The targeting logic identified by analysts did not aim at the runway - which can be repaired within weeks - but at the fuel farms that supply the B-2 and B-52 bombers stationed there. (newsonair)
The officially declared range of the Khorramshahr is ~2,000 km. Reaching Diego Garcia implies either undisclosed modifications or a lightened warhead configuration allowing the range to be doubled.
Regardless of the impact, Iran obtained real operational data on the system's range and the reaction times of allied missile defenses. (France info)
The Hudson Institute notes that the Israeli evaluation of the attack points toward architecture derived from space launch vehicles — a two-stage profile with a range envelope close to an advanced IRBM, possibly with North Korean technical assistance regarding atmospheric re-entry vehicle survival.
State of the Arsenal After Three Months of Air Campaign
According to the ISW and US military assessments published by the New York Times: 70% of Iran's missile stocks survived the US-Israeli air campaign.
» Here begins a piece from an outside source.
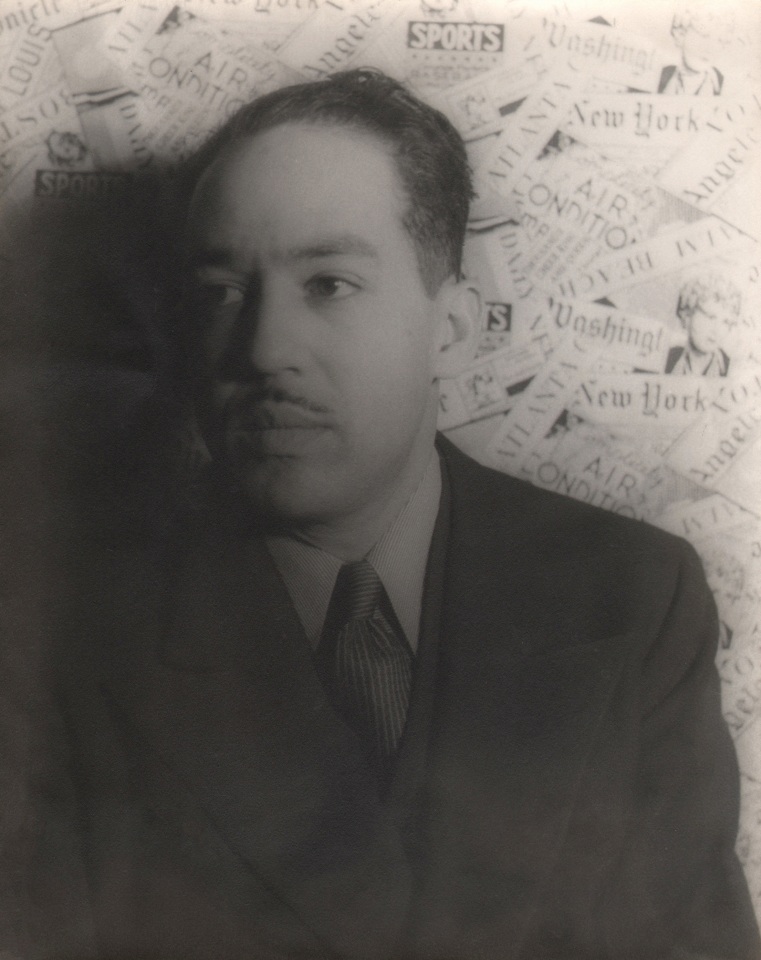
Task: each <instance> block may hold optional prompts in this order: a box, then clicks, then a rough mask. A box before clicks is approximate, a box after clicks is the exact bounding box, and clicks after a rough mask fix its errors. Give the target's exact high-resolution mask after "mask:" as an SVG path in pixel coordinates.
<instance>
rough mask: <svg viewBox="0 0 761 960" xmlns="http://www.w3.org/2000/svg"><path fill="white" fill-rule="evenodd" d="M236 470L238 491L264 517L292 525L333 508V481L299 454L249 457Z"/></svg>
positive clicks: (288, 524) (255, 509) (272, 520)
mask: <svg viewBox="0 0 761 960" xmlns="http://www.w3.org/2000/svg"><path fill="white" fill-rule="evenodd" d="M235 473H236V476H237V480H238V485H239V488H240V490H241V492H242V493H243V494H244V495H245V496H246V498H247V499H248V501H249V503H250V504H251V507H252V508H253V510H254V511H255V512H256V513H257V515H258V516H260V517H261V518H262V519H263V520H267V521H272V522H274V523H277V524H279V525H284V526H286V527H287V526H294V527H295V526H301V525H304V524H308V523H313V522H315V521H319V520H320V519H321V518H322V517H324V516H326V515H328V514H332V513H333V512H334V510H335V503H334V501H335V491H336V484H335V482H333V483H331V482H330V481H329V480H328V478H326V477H323V476H322V475H321V474H320V473H319V471H317V470H316V468H314V467H313V466H310V465H309V464H307V463H305V462H304V461H303V460H301V459H300V458H296V457H267V458H263V459H256V460H248V461H247V462H246V463H245V464H241V465H239V467H238V469H237V470H236V471H235Z"/></svg>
Iran has restored operational access to 30 of its 33 missile sites along the Strait of Hormuz. Tehran is actively repositioning its assets in countries that the United States calculates it does not want to strike. (gulfnews)
The IRGC itself stated on Wednesday that despite attacks conducted with "the full capabilities of the two most expensive militaries in the world," Iran has not yet deployed the entirety of its capabilities. (Substack) This is a deliberate statement of unengaged strategic reserve - not mere communication posture.
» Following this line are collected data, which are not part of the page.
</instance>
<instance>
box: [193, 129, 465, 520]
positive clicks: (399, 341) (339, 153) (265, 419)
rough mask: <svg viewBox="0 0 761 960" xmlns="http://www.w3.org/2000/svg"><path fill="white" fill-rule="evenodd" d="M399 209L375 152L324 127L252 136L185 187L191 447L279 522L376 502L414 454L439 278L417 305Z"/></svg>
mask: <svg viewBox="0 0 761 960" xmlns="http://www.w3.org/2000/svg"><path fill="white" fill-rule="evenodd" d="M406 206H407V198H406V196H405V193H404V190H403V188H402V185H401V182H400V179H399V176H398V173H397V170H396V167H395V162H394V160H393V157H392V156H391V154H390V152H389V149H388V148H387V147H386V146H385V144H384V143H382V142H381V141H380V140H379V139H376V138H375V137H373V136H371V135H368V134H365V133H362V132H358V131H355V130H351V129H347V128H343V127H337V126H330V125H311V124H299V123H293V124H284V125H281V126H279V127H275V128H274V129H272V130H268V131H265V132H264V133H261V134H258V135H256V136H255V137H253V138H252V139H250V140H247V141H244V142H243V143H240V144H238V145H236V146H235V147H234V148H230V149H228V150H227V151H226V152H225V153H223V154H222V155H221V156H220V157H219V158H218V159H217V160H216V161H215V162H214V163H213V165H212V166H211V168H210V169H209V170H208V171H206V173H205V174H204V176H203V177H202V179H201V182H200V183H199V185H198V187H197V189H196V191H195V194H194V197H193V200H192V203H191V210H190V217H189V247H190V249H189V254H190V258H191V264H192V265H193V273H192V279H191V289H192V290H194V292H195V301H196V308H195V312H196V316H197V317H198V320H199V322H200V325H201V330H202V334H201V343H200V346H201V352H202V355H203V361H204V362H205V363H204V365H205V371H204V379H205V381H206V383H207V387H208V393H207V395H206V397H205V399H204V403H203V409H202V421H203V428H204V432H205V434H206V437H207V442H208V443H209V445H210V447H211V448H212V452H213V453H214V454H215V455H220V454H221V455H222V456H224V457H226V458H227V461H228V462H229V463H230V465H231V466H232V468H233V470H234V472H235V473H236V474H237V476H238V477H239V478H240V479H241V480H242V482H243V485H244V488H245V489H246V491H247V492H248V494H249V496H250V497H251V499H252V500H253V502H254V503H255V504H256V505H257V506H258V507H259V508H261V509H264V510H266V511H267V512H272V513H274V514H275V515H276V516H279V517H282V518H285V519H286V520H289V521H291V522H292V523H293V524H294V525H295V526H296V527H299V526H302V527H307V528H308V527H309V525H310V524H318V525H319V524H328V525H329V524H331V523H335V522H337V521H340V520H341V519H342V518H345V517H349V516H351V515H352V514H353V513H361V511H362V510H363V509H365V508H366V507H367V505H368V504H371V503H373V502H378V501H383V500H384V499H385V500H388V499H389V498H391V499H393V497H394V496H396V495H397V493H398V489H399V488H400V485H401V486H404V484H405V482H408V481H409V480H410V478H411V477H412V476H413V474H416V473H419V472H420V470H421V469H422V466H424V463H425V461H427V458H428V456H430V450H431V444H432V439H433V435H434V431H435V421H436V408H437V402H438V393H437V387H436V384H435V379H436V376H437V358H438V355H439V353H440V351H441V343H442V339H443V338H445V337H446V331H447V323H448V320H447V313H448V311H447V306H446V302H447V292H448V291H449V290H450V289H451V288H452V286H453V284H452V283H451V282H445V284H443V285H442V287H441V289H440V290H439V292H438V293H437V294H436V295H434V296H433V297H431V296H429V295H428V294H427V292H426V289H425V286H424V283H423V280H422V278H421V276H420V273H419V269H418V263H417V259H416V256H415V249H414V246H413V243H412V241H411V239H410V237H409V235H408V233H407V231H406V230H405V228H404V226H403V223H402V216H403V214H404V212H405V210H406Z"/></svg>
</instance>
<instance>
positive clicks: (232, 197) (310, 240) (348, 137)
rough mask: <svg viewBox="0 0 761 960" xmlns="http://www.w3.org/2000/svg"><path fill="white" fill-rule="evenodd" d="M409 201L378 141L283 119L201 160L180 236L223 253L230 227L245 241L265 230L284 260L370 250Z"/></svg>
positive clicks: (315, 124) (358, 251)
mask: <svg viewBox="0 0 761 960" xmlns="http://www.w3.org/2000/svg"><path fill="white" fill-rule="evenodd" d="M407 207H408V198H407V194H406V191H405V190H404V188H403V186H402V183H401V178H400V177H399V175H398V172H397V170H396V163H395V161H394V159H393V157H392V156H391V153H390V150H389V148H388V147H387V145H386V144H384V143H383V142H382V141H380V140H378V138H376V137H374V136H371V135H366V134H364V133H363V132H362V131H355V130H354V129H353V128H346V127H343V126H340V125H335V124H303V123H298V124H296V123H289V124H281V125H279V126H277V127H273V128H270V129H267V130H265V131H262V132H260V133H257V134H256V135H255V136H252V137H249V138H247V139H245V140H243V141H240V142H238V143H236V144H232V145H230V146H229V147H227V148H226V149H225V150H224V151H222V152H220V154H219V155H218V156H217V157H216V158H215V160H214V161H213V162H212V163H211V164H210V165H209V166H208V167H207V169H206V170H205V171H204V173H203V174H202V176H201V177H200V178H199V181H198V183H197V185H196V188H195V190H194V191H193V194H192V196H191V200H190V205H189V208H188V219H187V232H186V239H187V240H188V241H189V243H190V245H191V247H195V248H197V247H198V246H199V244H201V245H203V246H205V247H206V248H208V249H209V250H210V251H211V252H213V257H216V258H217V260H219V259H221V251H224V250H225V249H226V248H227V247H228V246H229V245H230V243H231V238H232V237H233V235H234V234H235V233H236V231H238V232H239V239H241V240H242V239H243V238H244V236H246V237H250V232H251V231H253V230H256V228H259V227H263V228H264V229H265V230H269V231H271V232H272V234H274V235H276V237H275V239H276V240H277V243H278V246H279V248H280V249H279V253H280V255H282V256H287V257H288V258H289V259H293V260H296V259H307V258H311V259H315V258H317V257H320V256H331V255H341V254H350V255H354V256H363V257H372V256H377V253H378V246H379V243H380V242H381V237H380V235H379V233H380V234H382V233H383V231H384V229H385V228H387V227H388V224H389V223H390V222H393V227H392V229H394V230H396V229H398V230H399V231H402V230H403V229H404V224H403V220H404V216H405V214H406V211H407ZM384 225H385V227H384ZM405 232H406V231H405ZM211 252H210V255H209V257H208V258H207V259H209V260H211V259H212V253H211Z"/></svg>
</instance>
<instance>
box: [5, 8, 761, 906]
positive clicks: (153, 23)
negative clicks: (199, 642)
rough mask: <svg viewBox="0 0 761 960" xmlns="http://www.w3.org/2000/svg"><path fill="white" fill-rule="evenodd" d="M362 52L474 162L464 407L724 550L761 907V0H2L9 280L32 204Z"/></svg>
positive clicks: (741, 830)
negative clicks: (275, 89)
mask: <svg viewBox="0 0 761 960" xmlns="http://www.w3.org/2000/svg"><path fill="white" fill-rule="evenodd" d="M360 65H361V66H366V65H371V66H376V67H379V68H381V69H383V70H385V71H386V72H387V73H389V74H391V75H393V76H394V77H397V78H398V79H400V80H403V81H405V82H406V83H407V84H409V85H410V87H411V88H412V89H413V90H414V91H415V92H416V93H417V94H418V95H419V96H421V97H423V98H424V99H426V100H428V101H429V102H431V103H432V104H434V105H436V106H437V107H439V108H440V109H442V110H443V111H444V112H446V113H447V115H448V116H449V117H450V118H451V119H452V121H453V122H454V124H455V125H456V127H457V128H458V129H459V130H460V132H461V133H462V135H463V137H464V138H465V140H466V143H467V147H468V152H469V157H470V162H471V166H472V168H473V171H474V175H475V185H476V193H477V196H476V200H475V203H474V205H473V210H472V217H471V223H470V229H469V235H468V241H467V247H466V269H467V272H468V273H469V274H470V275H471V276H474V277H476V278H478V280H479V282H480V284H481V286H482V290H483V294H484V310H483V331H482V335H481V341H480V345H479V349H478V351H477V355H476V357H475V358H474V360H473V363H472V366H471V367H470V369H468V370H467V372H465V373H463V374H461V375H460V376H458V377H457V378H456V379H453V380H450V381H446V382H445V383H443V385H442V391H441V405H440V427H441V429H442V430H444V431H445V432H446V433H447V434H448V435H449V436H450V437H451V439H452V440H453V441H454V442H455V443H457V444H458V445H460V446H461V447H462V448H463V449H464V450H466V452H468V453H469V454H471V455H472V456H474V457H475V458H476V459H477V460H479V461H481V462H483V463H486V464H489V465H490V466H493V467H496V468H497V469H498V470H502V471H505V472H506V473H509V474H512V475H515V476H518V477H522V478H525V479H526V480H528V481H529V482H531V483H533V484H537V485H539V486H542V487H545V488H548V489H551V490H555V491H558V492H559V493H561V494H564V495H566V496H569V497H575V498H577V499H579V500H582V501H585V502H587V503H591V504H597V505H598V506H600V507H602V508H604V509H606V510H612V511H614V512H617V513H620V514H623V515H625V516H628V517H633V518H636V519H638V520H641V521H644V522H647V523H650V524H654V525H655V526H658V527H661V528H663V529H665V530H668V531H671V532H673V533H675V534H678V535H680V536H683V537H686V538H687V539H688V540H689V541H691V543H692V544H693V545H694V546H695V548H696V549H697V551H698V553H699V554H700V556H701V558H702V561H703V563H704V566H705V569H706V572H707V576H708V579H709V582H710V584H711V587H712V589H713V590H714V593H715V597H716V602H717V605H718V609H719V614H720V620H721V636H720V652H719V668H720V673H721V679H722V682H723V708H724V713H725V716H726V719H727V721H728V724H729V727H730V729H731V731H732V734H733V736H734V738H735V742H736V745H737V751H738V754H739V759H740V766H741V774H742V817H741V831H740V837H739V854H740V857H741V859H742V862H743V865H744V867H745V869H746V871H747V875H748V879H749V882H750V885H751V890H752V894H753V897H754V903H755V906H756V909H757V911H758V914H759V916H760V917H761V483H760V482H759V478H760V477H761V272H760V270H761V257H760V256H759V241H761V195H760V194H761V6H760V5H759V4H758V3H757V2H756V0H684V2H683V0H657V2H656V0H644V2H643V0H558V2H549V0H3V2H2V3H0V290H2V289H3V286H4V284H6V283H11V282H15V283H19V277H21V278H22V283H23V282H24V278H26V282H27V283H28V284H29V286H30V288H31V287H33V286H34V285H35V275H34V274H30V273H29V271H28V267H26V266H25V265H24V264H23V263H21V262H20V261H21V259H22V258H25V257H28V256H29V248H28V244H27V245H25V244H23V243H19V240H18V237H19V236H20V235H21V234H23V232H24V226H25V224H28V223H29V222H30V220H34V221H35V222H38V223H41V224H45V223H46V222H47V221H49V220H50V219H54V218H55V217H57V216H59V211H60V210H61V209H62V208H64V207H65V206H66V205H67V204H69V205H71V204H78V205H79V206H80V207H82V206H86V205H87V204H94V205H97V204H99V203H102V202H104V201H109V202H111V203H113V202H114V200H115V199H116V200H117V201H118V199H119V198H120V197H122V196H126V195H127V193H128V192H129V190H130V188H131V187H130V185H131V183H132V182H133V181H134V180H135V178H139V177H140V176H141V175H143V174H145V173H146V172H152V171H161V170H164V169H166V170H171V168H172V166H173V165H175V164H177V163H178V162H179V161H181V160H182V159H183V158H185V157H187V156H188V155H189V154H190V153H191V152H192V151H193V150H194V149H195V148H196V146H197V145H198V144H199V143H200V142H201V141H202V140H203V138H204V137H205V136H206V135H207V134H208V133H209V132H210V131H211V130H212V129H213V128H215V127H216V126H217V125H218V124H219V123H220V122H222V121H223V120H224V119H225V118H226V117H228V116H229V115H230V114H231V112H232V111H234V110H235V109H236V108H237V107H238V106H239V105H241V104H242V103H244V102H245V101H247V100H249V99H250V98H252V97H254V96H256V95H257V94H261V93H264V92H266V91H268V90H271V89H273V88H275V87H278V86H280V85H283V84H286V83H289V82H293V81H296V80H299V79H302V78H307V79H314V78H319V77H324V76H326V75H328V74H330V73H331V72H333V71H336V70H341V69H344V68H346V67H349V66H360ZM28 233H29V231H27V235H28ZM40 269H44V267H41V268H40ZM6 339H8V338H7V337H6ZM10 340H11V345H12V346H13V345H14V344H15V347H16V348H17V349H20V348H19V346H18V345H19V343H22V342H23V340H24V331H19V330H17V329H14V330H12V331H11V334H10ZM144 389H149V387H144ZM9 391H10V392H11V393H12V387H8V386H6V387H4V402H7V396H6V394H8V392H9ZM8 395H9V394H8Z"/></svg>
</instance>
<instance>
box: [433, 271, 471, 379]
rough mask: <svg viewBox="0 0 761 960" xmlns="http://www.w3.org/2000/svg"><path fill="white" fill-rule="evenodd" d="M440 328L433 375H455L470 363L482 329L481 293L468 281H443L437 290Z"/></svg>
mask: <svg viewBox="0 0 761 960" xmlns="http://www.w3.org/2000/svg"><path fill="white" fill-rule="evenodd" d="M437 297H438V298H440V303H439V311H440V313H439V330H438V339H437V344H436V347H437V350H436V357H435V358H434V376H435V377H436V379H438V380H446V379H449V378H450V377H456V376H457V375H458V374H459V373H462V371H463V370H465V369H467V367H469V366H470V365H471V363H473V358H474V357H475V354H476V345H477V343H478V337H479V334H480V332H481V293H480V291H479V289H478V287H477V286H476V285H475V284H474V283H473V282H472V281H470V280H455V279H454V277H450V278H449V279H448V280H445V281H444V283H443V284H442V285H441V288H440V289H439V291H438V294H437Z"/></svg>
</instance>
Available "Out-of-Region" Vectors
Long-range ballistic missiles: Khorramshahr-4 and SLV derivatives, with an operational range demonstrated at 4,000 km in real conditions. Diego Garcia, US bases in Southern Europe, and allied infrastructure in Central Asia fall within this envelope.
Naval launch from the high seas: A capability demonstrated from the Shahid Mahdavi. Iran can preposition its strike capability in any international maritime zone, out of reach of allied coastal defenses, without detectable advance notice.
Long-endurance drones: Shahed and variants. Already deployed on a large scale. Saturation capability from the Eastern Mediterranean or via regional allies - Hezbollah in Lebanon, Iraqi militias, Houthis in Yemen - which constitute additional projection vectors outside Iranian borders.
Conclusion
Iran has a tradition that its adversaries systematically underestimate: when the IRGC publishes a formal threat it executes it. True Promise 1, 2, 3, 4 — every operation was announced, then conducted.